The motivations for tax overpayments or refunds may be different. If the tax refund is included in the bankruptcy, it is part of the bankruptcy estate that is available to pay creditors. Pre-petition tax refunds received before the bankruptcy petition may be used to pay the secured creditors before the bankruptcy petition, with the aim of ensuring that it does to pay off the secured creditors first. Tax refunds received after the bankruptcy filing can be more problematic.

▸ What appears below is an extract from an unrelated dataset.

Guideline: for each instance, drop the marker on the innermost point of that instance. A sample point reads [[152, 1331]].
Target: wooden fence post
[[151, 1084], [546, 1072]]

Taxpayers cannot simply fail to include a tax refund claim for taxes paid prior to the bankruptcy in their bankruptcy. To the extent the refund claim was not known at the time the bankruptcy was filed, the unreported tax refund claim remains an asset of the bankruptcy estate. The bankruptcy trustee is the party who has the ability to file the refund claim and to receive the proceeds. If the bankruptcy is already closed at the time the refund claims are discovered, the bankruptcy trustee has to re-open the bankruptcy to try to collect on the refund claims.

Martin v. United States

In Martin v. United States, the bankruptcy trustee did not file the taxpayers’ amended returns or tax refund claims. The taxpayers did. They did so before the bankruptcy case had been closed (they also filed corrected amended returns after the bankruptcy case had been closed). The IRS audited the refund claims and denied the claims (it appears that one of the tax years may have been allowed by the IRS, but this is not addressed in the court case). The IRS Office of Appeals also denied the claims. The taxpayers, not the bankruptcy trustee, then filed a lawsuit against the IRS to recoup the refunds. The bankruptcy trustee re-opened the bankruptcy case at that point. This was required given the undisclosed tax refund claims. The bankruptcy trustee then abandoned the tax refund claims (after giving creditors notice, etc.).

Can Taxpayers File Tax Returns and Bring Suit

The government moved to dismiss the taxpayers’ lawsuit, asserting that the taxpayers did not have standing to bring suit. This turned on whether the taxpayers, not the bankruptcy trustee, had the authority to file a refund claim, as the law requires taxpayers to file a refund claim prior to bringing a lawsuit to recoup the refund.

The law is not clear on this point. In reviewing this law, the court noted that once the bankruptcy trustee abandoned the refund claim, the refund claim reverted back to the taxpayers as if the bankruptcy case did not exist. Based on this, the court concluded that the taxpayers had the right to file the refund claims and to bring the lawsuit to collect on the claims.

The takeaway is that taxpayers who discover tax refunds during or after a bankruptcy case should file the refund claims, even if the bankruptcy trustee will not do so. It may help if timing wise, as in Martin, the claims are disallowed by the IRS at the administrative level. This may encourage the bankruptcy trustee to abandon the claims, rather than incur the costs to pursue them. The abandoment will cause the refund claims to revert back to the taxpayer, rather than the bankruptcy estate.